L’idée de The Act of Killing , le réalisateur américain l’a lors de son premier voyage à Sumatra en 2001. A cette époque, il tournait un documentaire sur les ouvriers des plantations de palmiers à huile dans la région de Matapao [dans le nord de l’île de Sumatra]. “Je voulais montrer les problèmes de ces ouvriers ainsi que leurs difficultés à former un syndicat d’ouvriers”, explique Oppenheimer.
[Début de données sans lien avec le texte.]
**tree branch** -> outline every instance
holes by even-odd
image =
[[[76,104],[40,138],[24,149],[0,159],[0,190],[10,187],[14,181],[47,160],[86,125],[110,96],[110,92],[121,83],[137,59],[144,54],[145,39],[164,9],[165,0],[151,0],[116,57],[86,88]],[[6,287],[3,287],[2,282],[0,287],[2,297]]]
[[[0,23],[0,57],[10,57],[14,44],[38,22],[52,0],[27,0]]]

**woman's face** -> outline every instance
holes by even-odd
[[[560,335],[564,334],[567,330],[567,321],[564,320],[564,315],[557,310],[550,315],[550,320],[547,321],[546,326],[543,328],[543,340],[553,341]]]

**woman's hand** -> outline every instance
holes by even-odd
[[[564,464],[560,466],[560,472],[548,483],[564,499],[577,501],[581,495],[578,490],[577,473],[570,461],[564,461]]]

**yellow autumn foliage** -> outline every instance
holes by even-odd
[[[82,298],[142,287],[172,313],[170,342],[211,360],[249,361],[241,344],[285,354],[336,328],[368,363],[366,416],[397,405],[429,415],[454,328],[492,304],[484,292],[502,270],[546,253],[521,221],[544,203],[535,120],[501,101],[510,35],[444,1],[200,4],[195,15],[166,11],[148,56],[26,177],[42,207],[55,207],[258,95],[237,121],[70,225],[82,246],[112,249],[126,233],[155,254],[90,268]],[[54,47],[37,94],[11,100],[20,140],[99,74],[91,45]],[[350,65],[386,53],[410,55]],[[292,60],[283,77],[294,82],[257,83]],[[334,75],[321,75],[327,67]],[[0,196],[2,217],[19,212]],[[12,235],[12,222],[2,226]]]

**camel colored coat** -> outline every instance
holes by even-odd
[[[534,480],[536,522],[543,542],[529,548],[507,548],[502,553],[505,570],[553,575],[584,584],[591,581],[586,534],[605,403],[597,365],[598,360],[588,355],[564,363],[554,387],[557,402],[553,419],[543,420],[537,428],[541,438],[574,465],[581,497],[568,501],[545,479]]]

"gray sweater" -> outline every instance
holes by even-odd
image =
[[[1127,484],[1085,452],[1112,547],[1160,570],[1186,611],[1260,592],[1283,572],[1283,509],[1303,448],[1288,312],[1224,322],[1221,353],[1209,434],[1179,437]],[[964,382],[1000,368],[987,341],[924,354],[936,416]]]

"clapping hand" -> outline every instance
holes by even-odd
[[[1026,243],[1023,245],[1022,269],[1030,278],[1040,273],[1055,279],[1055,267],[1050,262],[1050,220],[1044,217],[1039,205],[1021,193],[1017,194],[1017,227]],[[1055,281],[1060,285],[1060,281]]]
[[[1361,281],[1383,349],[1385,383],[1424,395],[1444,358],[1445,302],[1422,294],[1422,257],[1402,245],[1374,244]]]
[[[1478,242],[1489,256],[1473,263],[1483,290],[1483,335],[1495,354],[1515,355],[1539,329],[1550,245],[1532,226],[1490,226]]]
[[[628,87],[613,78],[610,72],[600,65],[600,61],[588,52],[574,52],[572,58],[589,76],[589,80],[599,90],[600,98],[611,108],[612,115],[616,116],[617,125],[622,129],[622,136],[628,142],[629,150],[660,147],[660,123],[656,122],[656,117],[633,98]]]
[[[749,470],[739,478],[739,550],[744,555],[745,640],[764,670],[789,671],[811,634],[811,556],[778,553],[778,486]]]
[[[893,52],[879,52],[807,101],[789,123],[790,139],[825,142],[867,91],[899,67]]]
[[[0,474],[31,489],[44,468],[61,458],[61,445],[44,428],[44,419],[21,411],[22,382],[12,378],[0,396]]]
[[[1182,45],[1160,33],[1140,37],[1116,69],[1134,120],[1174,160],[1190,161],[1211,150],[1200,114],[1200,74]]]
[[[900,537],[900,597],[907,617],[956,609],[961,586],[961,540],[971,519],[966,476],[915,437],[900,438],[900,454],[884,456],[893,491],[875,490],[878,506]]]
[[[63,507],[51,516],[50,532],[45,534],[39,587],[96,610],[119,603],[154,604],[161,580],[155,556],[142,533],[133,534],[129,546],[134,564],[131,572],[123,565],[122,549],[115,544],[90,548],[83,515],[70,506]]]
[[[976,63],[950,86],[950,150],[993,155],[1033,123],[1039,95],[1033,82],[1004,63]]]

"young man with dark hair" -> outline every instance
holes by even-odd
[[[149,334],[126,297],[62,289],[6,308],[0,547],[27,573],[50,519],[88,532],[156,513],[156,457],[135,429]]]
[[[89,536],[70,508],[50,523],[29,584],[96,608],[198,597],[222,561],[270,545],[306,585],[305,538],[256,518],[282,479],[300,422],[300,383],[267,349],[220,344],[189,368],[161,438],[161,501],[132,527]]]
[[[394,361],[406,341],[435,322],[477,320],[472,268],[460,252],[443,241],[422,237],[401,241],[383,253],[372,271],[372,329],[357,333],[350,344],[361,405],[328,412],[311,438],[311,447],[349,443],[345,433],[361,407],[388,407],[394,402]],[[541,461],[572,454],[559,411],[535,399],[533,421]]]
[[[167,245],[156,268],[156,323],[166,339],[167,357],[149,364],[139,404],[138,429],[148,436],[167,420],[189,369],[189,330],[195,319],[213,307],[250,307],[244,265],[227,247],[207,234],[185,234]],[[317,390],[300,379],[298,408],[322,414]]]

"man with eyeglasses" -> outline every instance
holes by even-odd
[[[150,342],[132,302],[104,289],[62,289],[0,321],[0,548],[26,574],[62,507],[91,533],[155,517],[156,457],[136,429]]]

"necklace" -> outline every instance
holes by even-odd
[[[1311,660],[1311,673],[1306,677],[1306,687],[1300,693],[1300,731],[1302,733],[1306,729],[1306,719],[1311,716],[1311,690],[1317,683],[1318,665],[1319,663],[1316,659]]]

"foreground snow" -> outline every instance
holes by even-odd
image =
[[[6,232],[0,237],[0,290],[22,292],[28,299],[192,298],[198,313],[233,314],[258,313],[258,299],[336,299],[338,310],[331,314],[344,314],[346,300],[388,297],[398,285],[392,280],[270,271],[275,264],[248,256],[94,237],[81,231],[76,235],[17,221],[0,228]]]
Pendant le tournage, il apprend une chose étonnante : ces ouvriers vivent aux côtés des hommes qui ont assassiné de nombreux travailleurs du Parti communiste indonésien en 1965 et en 1966. “Leurs voisins étaient des bouchers qui avaient tué leur père, leur oncle”, précise Oppenheimer. Un jour, le réalisateur trouve l’occasion de discuter avec un de ces tueurs qui lui raconte, dans les moindres détails, comment il a liquidé un membre du syndicat ouvrier affilié au Parti communiste.

Après avoir terminé son documentaire, il rentre en Angleterre, mais décide de revenir à Sumatra pour tourner un film sur ces tueurs.
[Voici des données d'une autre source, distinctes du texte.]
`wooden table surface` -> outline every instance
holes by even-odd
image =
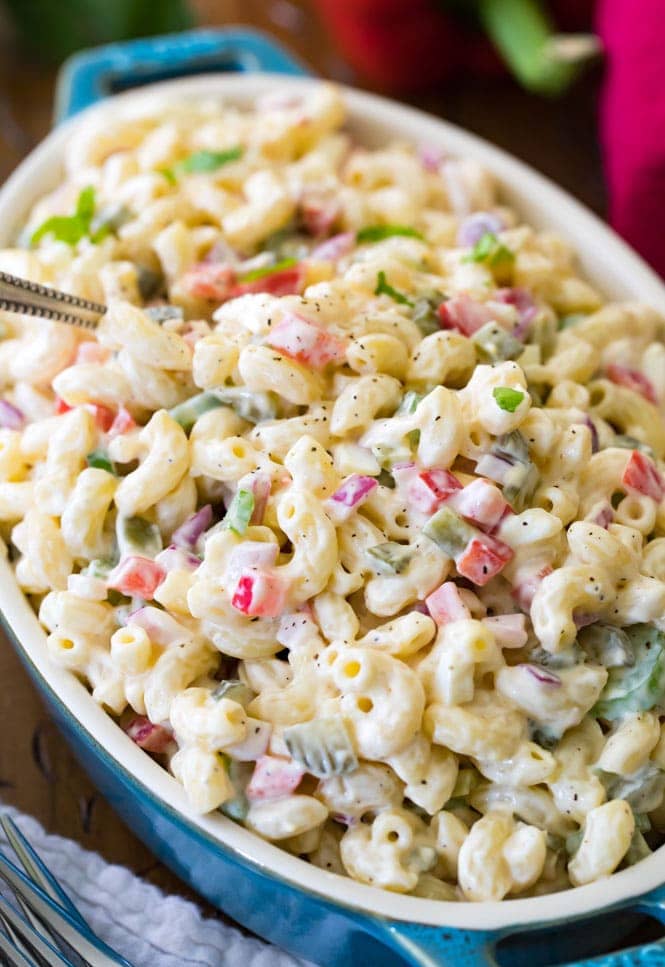
[[[334,49],[307,0],[195,0],[205,25],[250,24],[290,46],[316,73],[360,82]],[[599,70],[564,99],[530,96],[509,79],[466,78],[412,103],[477,132],[549,175],[602,213],[595,135]],[[55,71],[25,59],[0,24],[0,180],[50,126]],[[0,796],[55,833],[131,867],[164,889],[187,888],[138,842],[97,796],[0,635]]]

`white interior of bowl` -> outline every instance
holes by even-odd
[[[223,95],[229,102],[244,105],[275,86],[303,88],[312,83],[308,78],[270,74],[208,75],[130,91],[88,109],[49,135],[0,191],[0,245],[11,243],[33,202],[58,183],[62,152],[72,127],[85,123],[91,112],[113,112],[154,92],[175,96]],[[362,143],[376,146],[400,138],[440,145],[452,154],[477,159],[495,173],[503,186],[503,197],[515,205],[526,221],[536,227],[555,229],[573,243],[586,275],[605,295],[612,299],[639,299],[665,314],[665,286],[660,279],[598,218],[547,179],[479,138],[429,115],[351,89],[345,89],[345,97],[350,127]],[[73,675],[51,664],[45,634],[4,559],[0,559],[0,610],[42,677],[81,725],[128,772],[188,822],[305,890],[395,920],[491,930],[579,917],[639,896],[665,880],[665,847],[607,880],[551,896],[503,903],[442,903],[397,896],[319,870],[221,814],[195,815],[175,779],[127,738]]]

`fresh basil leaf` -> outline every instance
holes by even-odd
[[[175,185],[179,175],[199,175],[217,171],[231,161],[239,161],[243,153],[244,149],[239,144],[225,151],[209,151],[204,148],[183,158],[182,161],[176,161],[172,168],[160,168],[159,174],[164,175],[170,184]]]
[[[242,537],[249,527],[253,513],[254,494],[250,490],[238,490],[224,517],[224,527]]]
[[[524,393],[518,389],[511,389],[509,386],[496,386],[492,390],[492,396],[496,400],[496,405],[506,413],[514,413],[524,399]]]
[[[398,292],[397,289],[393,289],[392,285],[389,285],[386,280],[386,273],[379,272],[376,277],[376,288],[374,290],[374,295],[387,295],[395,302],[398,302],[401,306],[411,306],[413,308],[414,303],[411,299],[408,299],[404,293]]]
[[[89,467],[95,467],[97,470],[106,470],[107,473],[112,473],[114,476],[117,476],[115,464],[106,450],[92,450],[85,458],[85,462]]]

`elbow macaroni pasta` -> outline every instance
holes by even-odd
[[[108,312],[0,319],[0,533],[194,809],[414,896],[590,883],[665,834],[665,323],[343,123],[321,84],[71,138],[0,266]]]

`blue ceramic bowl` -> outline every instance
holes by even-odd
[[[231,72],[209,73],[220,65]],[[248,69],[282,76],[238,73]],[[65,143],[79,124],[103,125],[107,112],[143,97],[223,94],[247,104],[276,84],[302,89],[312,83],[307,77],[284,77],[303,70],[260,35],[200,31],[79,55],[65,71],[59,113],[69,115],[132,83],[188,71],[202,76],[117,95],[56,128],[0,192],[0,245],[11,243],[32,203],[58,183]],[[394,137],[426,141],[476,158],[496,174],[507,200],[527,221],[572,241],[587,275],[609,297],[641,299],[665,313],[665,288],[657,277],[598,219],[541,176],[427,115],[358,91],[346,90],[345,97],[358,140],[368,145]],[[552,896],[443,903],[398,896],[320,870],[221,813],[197,816],[180,785],[134,745],[73,675],[50,663],[44,631],[4,559],[0,612],[76,756],[132,830],[211,903],[295,954],[325,967],[480,967],[497,963],[495,958],[505,967],[576,958],[582,964],[587,961],[580,958],[628,933],[634,926],[631,911],[665,922],[663,850],[608,880]],[[652,944],[595,962],[656,967],[665,965],[665,948]]]

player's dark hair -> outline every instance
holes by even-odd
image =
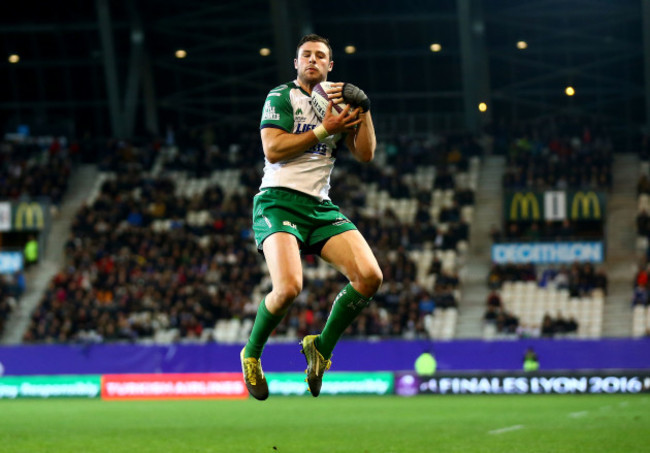
[[[300,47],[306,42],[322,42],[330,51],[330,61],[334,59],[334,53],[332,52],[332,46],[330,45],[329,40],[315,33],[310,33],[303,36],[302,39],[298,42],[298,47],[296,47],[296,58],[299,57],[298,52],[300,51]]]

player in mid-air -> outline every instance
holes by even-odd
[[[350,281],[333,301],[320,335],[303,338],[307,383],[320,394],[337,341],[382,283],[377,259],[361,233],[328,196],[336,153],[345,143],[352,155],[369,162],[377,140],[370,100],[350,83],[335,83],[322,121],[311,106],[312,89],[332,70],[332,47],[310,34],[298,43],[297,79],[271,90],[260,124],[265,167],[253,202],[253,230],[264,254],[272,289],[259,305],[250,338],[241,351],[249,393],[264,400],[269,389],[262,371],[264,345],[302,291],[302,254],[316,254]],[[333,104],[347,106],[332,114]],[[354,106],[354,108],[353,108]]]

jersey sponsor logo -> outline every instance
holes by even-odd
[[[303,134],[305,132],[308,132],[312,129],[315,129],[316,125],[315,124],[304,124],[304,123],[298,123],[296,126],[296,131],[294,134]]]
[[[269,93],[267,97],[271,96],[282,96],[282,93]]]
[[[290,227],[290,228],[293,228],[294,230],[297,230],[297,229],[298,229],[298,228],[296,227],[295,224],[289,222],[288,220],[284,220],[284,221],[282,222],[282,225],[284,225],[284,226],[288,226],[288,227]]]
[[[350,223],[350,221],[348,219],[340,219],[337,220],[336,222],[333,222],[332,225],[339,226],[339,225],[345,225],[346,223]]]
[[[280,119],[280,115],[278,113],[275,113],[275,107],[271,105],[271,101],[266,101],[264,103],[264,113],[262,114],[262,121],[266,121],[266,120],[278,121],[279,119]]]
[[[271,93],[273,93],[274,91],[282,91],[282,90],[284,90],[284,89],[286,89],[286,88],[287,88],[287,85],[286,85],[286,84],[284,84],[284,85],[280,85],[279,87],[273,88],[273,89],[271,90]]]
[[[307,120],[307,117],[305,116],[305,114],[303,113],[303,111],[302,111],[302,109],[300,107],[298,107],[298,110],[293,112],[293,120],[298,122],[298,123],[302,123],[302,122]],[[313,126],[313,127],[315,127],[315,126]]]
[[[320,154],[321,156],[328,156],[327,154],[327,144],[325,143],[316,143],[316,145],[309,148],[306,153],[309,154]],[[331,157],[331,156],[329,156]]]
[[[294,131],[294,134],[304,134],[305,132],[311,131],[316,128],[315,124],[306,124],[306,123],[298,123],[296,126],[296,130]],[[327,151],[327,144],[320,142],[316,143],[314,146],[309,148],[306,153],[309,154],[320,154],[321,156],[328,156],[328,151]]]
[[[264,219],[266,224],[269,226],[269,228],[271,228],[273,226],[273,225],[271,225],[271,221],[265,215],[263,215],[262,218]]]

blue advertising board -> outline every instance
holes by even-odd
[[[603,243],[595,242],[516,242],[492,246],[492,262],[560,264],[589,262],[602,263]]]
[[[23,254],[20,252],[0,252],[0,274],[13,274],[23,270]]]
En 2005, Oppenheimer fait la connaissance d’Anwar Congo. Anwar est connu comme le mafieux des cinémas, car autrefois il régnait sur le marché noir des tickets de tous les cinémas de Medan. Durant son enquête, le réalisateur découvre que les membres des bataillons de tueurs de Medan en 1965 étaient recrutés pour la plupart parmi les mafieux des cinémas, tout simplement parce qu’ils haïssaient les communistes, qui appelaient au boycott des films américains très en vogue à l’époque à Medan.

Oppenheimer fait aussi la connaissance d’Adi Zulkadry, un compagnon de débauche d’Anwar depuis l’adolescence. Adi, Anwar et d’autres compères ont procédé aux arrestations, enlèvements, interrogatoires, tortures, assassinats des communistes de Medan, et ont été jusqu’à l’élimination des corps de leurs victimes. Ils formaient ensemble le “bataillon des grenouilles”, un célèbre groupe de tueurs qui semait la terreur.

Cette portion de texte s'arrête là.